Abbiamo un Comune che non ascolta, che non risponde, che ha smesso di progettare. Non è solo una questione di decoro urbano, è una questione di dignità civile.
Sono tante le sollecitazioni che abbiamo ricevuto. Abbiamo letto con empatia le parole di tante mamme e nonne inacerbite dalla questione delle aree giochi, con attenzione e con ammirazione le parole dei professionista sanitari che raccontano come un territorio come il nostro abbia bisogno di tornare a parlare di nascite e di vita, con assoluta empatia le parole dei giovani padri che non capiscono perché la Gonfaloniera debba diventare una “bretella stradale” proprio nel periodo dell’anno in cui i loro giovani figli possono godere di quello spazio della città. Anche per loro a noi il dovere e l’impegno di provare a immaginare e proporre un modello diverso.

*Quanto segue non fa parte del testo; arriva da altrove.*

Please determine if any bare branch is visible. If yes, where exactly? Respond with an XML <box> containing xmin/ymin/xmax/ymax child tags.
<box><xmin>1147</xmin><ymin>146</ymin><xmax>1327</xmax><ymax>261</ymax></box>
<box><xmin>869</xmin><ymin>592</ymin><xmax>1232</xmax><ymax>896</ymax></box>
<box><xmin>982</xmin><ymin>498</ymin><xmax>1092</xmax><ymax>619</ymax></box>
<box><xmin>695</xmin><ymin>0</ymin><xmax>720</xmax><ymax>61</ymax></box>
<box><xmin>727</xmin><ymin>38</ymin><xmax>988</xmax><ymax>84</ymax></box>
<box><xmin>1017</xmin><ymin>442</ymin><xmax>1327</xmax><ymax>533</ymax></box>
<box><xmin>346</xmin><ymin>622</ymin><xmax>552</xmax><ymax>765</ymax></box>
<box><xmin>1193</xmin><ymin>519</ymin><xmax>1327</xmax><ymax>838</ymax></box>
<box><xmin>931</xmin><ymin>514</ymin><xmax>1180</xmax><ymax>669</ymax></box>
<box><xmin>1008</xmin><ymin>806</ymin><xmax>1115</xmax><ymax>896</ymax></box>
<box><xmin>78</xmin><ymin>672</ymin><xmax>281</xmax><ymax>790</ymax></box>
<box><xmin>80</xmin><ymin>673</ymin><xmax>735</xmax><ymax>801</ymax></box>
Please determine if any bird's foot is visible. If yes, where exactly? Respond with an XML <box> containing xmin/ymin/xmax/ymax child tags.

Un modello che parte dai bambini, perché tutto comincia da lì. Il Reggio Emilia Approach, riconosciuto nel mondo come eccellenza pedagogica, ci insegna che i bambini non sono vasi da riempire, ma cittadini completi, portatori di diritti e di visione. Educare, allora, significa costruire ambienti capaci di ascoltare, di accogliere, di trasformarsi insieme a chi li abita. Non si tratta solo di creare asili o aree gioco, ma di fondare una città che riconosce nella crescita dei suoi piccoli il proprio atto politico più radicale.

Ed è da questo approccio che vogliamo partire. Non con un elenco di cose da fare, ma con una promessa: restituire ai bambini e alle famiglie il diritto a restare. Restituirlo con una riqualificazione vera degli spazi pubblici, con un reparto maternità che non sia un reparto qualsiasi ma una Casa della nascita, con dotazioni all’avanguardia e un’équipe stabile e motivata. Restituirlo con una sanità territoriale che sia davvero accessibile e integrata, con percorsi perinatali che coinvolgano consultori, pediatri, psicologi. Restituirlo con politiche di sostegno alla genitorialità che non siano spot elettorali ma azioni quotidiane: voucher per i nidi, supporti psicologici scolastici, contributi per il tempo libero, spazi coworking a misura di neogenitori, sostegno alla casa e alla residenzialitá delle famiglie.

In altri comuni d’Italia, tutto questo già accade. A Fidenza, il Comune ha creato un sistema di accoglienza alla nascita fatto di visite domiciliari e gruppi di sostegno. A Ponte nelle Alpi i parchi sono stati ripensati insieme a educatori e psicologi. A Torino esiste un programma comunale permanente per accompagnare i genitori nel primo anno di vita del bambino. Non si tratta di utopie: si tratta di scelte. Di priorità.
E allora diciamolo con chiarezza: se oggi Orvieto è un luogo in cui fare un figlio appare quasi una forma di ostinazione, domani può diventare un luogo in cui farlo è una possibilità desiderabile. Ma per farlo dobbiamo mettere in campo una visione lunga, che non abbia paura di nominare le difficoltà, ma nemmeno di sognare in grande.

Ogni volta che una madre scrive una lettera che resta senza risposta, ogni volta che un bambino gioca accanto alla sporcizia, ogni volta che un professionista sanitario pensa che non ci sia spazio per parlare di “vita” e di “nascita” qui, stiamo scegliendo che tipo di città vogliamo essere.

Noi del Partito Democratico vogliamo una città che dice sì alla cura. Che dice sì alla genitorialità. Che dice sì all’infanzia. Non per nostalgie identitarie, ma perché sappiamo che una città che non difende i suoi bambini è una città che ha già deciso di morire. Perché siamo convinti che la famiglia è la più importante e plurale infrastruttura sociale sulla quale dobbiamo investire per il cambiamento. Orvieto può essere altro. Se lo vogliamo. Se lo scegliamo.  Se cominciamo, insieme.